Qingshan Zhang
Qingshan Zhang

Reputation: 255

Remove duplicate string key in a text using command line

I was trying to remove some duplicate string in a line by line text. eg:

A {id: "x" p {id: "vcv" v: "i4"} on:taf"}
A {id: "y" p {id: "wse" v: "i4"} on:ue"}
A {id: "z" p {id: "das" v: "i4"} on:tade"}
A {id: "x" p {id: "da" v: "i4"} on:faer"}
A {id: "y" p {id: "werw" v: "i4"} on:asee"}
A {id: "y" p {id: "werw" v: "i4"} on:asee"}

the output should be the ones with no duplicated A_id, which means the output should be:

A {id: "x" p {id: "vcv" v: "i4"} on:taf"}
A {id: "y" p {id: "wse" v: "i4"} on:ue"}
A {id: "z" p {id: "das" v: "i4"} on:tade"}

The problem I met was I don't know how to sort and make it unique with a substring only. I tried to use:

cat input.txt | grep 'A\s\{id:\s\"[^;]*\sp\s\{id:' | sort -u > output.txt

But it doesn't remove the duplicate substring but only remove lines which are exactly the same with others. So it's like it only removed:

A {id: "y" p {id: "werw" v: "i4"} on:asee"}

which is all the same with the last two lines, but didn't remove:

A {id: "y" p {id: "wse" v: "i4"} on:ue"}

which has the duplicate id but different content.

Upvotes: 0

Views: 225

Answers (3)

Bernhard Barker
Bernhard Barker

Reputation: 55609

The problem is that sort uses the entire string as key by default, so it would only eliminate identical lines.

Try changing

sort -u

to

sort -uk3,3

to eliminate duplicates where the key is the 3rd field. Fields are separated by white-space.

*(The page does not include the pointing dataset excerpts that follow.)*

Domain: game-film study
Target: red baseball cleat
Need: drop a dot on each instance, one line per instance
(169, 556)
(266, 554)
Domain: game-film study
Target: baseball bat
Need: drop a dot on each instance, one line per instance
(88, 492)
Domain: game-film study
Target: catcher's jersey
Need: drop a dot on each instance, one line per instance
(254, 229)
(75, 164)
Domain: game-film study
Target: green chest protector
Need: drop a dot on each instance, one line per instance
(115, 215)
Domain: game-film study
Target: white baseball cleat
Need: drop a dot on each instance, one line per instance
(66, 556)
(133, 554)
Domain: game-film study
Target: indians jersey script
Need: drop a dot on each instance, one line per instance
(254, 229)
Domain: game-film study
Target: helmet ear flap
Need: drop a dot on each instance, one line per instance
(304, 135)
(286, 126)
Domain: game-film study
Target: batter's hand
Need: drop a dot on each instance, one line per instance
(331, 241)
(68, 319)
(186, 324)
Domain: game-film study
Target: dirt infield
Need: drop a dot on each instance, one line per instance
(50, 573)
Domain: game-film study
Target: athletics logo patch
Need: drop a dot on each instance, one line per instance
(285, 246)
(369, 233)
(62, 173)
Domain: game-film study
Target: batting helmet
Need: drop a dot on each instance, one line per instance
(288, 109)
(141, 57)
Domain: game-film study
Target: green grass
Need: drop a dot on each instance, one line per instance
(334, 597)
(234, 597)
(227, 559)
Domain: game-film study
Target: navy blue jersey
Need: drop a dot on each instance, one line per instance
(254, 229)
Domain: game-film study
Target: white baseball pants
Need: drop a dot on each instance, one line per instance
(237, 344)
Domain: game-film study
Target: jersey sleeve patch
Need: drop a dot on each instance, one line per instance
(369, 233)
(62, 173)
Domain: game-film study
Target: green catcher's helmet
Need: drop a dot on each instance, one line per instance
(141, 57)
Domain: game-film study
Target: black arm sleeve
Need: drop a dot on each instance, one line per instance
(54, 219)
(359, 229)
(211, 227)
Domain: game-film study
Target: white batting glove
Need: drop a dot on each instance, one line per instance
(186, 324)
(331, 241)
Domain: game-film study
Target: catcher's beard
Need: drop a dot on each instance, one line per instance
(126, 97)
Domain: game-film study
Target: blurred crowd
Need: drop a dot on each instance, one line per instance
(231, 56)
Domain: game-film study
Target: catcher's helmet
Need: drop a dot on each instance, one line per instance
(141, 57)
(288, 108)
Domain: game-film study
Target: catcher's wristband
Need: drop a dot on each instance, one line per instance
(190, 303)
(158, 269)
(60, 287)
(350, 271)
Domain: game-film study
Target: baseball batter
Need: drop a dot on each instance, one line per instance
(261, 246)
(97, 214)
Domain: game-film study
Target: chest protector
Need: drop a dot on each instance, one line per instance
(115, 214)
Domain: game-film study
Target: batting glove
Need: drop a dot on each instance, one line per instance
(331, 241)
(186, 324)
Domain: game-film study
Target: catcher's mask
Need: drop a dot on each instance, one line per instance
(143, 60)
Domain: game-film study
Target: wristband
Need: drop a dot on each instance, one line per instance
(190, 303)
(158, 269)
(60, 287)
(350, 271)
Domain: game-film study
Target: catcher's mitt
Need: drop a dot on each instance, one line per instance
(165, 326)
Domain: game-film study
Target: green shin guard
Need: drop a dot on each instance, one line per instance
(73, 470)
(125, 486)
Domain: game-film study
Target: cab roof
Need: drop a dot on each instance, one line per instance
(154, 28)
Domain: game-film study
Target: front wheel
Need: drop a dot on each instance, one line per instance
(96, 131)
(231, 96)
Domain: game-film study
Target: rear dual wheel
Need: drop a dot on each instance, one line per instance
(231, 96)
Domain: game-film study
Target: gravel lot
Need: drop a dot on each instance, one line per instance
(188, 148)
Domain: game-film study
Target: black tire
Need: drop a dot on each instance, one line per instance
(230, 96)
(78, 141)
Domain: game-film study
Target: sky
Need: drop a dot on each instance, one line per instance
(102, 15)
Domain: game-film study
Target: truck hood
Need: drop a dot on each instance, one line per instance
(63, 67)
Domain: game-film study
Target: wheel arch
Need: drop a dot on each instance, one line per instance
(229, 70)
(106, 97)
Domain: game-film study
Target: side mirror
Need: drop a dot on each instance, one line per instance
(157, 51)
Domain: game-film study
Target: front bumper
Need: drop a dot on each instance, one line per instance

-k, --key=POS1[,POS2] start a key at POS1, end it at POS2 (origin 1)

POS is F[.C][OPTS], where F is the field number and C the character position in the field. OPTS is one or more single-letter ordering options, which override global ordering options for that key. If no key is given, use the entire line as the key.

Reference.

Upvotes: 1

Chris Seymour
Chris Seymour

Reputation: 85805

An awk solution:

$ awk '!a[$3]++' file
A {id: "x" p {id: "vcv" v: "i4"} on:taf"}
A {id: "y" p {id: "wse" v: "i4"} on:ue"}
A {id: "z" p {id: "das" v: "i4"} on:tade"}

Combing the matching from your grep command:

$ awk '$1=="A" && $2=="{id:" && $4=="p" && $5=="{id:" && !a[$3]++' file
A {id: "x" p {id: "vcv" v: "i4"} on:taf"}
A {id: "y" p {id: "wse" v: "i4"} on:ue"}
A {id: "z" p {id: "das" v: "i4"} on:tade"}

Upvotes: 2

user1919238
user1919238

Reputation:

A Perl solution:

perl -ne 'if (/\{id: "([^"]+)"/ and not exists $h{$1}) { $h{$1}++; print }'

It stores the ids that matched in a hash, and only prints if the id was not already in the hash.